Rügen boomt. Deutschlands größte Insel schickt sich an, ihre touristische Tradition auch unter den veränderten politischen Bedingungen bruchlos fortzusetzen. Aber: Zu DDR-Zeiten entfaltete sich auf Rügen so manches, was der Insel im Vergleich zu Westregionen einige Vorteile verschafft hat. Was Wessis ins Schwärmen bringt, nämlich der einzigartige Naturreichtum, die Ästhetik der Landschaft und die Zeugnisse der vergangenen wilhelminischen Bäderkultur — unter einem bundesdeutschen Tourismus wäre das alles längst bis zur Unkenntlichkeit auf Einheitsmaßstab zurechtgemodelt und touristisch konsumierbar gemacht worden. Auf Rügen wird dieser Prozeß jetzt schneller als in anderen östlichen Regionen vonstatten gehen, denn touristischer Bedarf und wirtschaftliche Zwänge verlangen den Rügenern ein schnelles Handeln ab. Hanno Stöcker hat seinen Reiseführer Rügen und Meer in dem Bewußtsein der drohenden Ummodelung verfaßt. Mit viel Sympathie für die Rügener entwirft er ein Rügen-Bild, das sich schnellen Konsumvorstellungen entgegenstellt. Seine Begeisterung für das Flair der Insel entzündet sich am „Charme des Vergangenen“ und an einer „bestimmten Eigenromantik“, die durch „jahrzehntelanges menschliches Nichtstun“ entstanden ist. Naturschauspiele wie an der Stubbenkammer faszinieren ihn ebenso wie die Farbkonnotationen der Insel. Um seinen Stimmungsbildern Ausdruck zu geben, greift er mitunter tief in die Romantikkiste und verstreut auch gerne Assoziationen wie: „Irgendwie erinnert dieser Schulraum an Max und Moritz (Lehrer Lempel: Vierter Streich!)“.

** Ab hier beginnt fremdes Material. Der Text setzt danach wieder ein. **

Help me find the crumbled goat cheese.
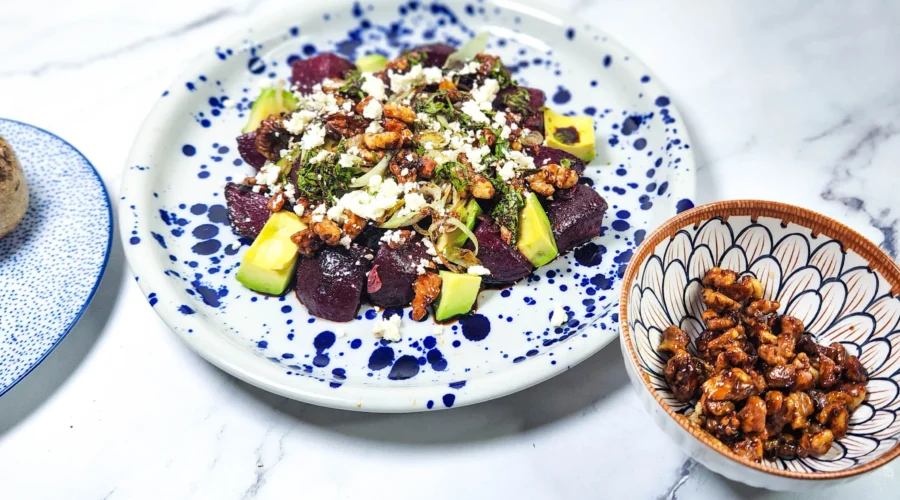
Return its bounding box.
[550,305,569,327]
[359,73,384,101]
[372,314,403,342]
[466,266,491,276]
[300,123,325,151]
[363,99,384,120]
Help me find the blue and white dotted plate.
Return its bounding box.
[0,118,113,395]
[120,0,694,412]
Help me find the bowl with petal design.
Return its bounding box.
[620,200,900,490]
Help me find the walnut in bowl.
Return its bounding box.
[620,201,900,490]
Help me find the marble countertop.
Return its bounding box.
[0,0,900,500]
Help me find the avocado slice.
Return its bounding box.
[237,211,306,295]
[241,88,297,134]
[435,198,481,252]
[516,193,559,267]
[354,54,387,73]
[544,108,597,161]
[434,271,481,321]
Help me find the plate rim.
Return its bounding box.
[0,116,116,397]
[119,0,696,413]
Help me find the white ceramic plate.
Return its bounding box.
[120,1,694,412]
[0,119,113,394]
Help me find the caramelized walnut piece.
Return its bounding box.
[383,102,416,125]
[291,228,322,257]
[657,326,688,355]
[412,272,441,321]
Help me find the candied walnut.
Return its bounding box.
[702,267,737,288]
[731,436,763,460]
[383,102,416,124]
[719,276,756,302]
[702,368,754,401]
[827,383,866,410]
[784,392,814,430]
[702,288,741,313]
[703,413,741,442]
[745,299,781,316]
[419,157,437,179]
[266,191,284,213]
[778,316,803,344]
[381,118,409,133]
[738,396,766,434]
[656,326,688,354]
[291,228,322,257]
[412,274,441,321]
[256,115,291,161]
[363,129,408,149]
[310,218,341,247]
[797,429,834,458]
[816,402,850,439]
[325,113,369,139]
[844,356,869,384]
[341,210,366,239]
[665,350,706,403]
[766,365,797,389]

Hanno Stöckers eindringlichste Eindrücke können erst seit der politischen Wende von allen geteilt werden, aber gerade wegen der Wende werden sie sich bald verflüchtigen. Sie gehören einem Übergangsstadium an. Als dauerhaft werden sich dagegen die steinernen Gigantomanien aus der Vergangenheit behaupten, von denen er sich distanziert: beispielsweise das kasernistische KdF-Feriengelände Prora und der völlig überdimensionierte Fährhafen Mukran. In beiden Fällen handelt es sich um Projekte, in denen sich ideologisch-militärische mit zivilen Zielen verschränkten.

Die Beschreibungen der Insel enthalten viele aktuelle Informationen. Auf einen gesonderten „Serviceteil“ hat Hanno Stöcker verzichtet; wichtige Hinweise und Adressen stehen jeweils am Textrand. Was das Buch neben den subjektiven und aktuellen Eindrücken zu einem aufwendigen Rügen-Führer macht, ist das darin eingegangene historische Material. Hanno Stöcker verarbeitet sowohl zwei Vorkriegsgenerationen des „Grieben“ als auch den Rügener Sagenschatz. Martin Esche hat dazu stimmige Schwarzweißfotos geliefert. Christel Burghoff

Hanno Stöcker: Rügen und Meer. Band1 der Reiseführer- Reihe Land & Leben. Stattbuch Verlag, Berlin 1991, 19DM.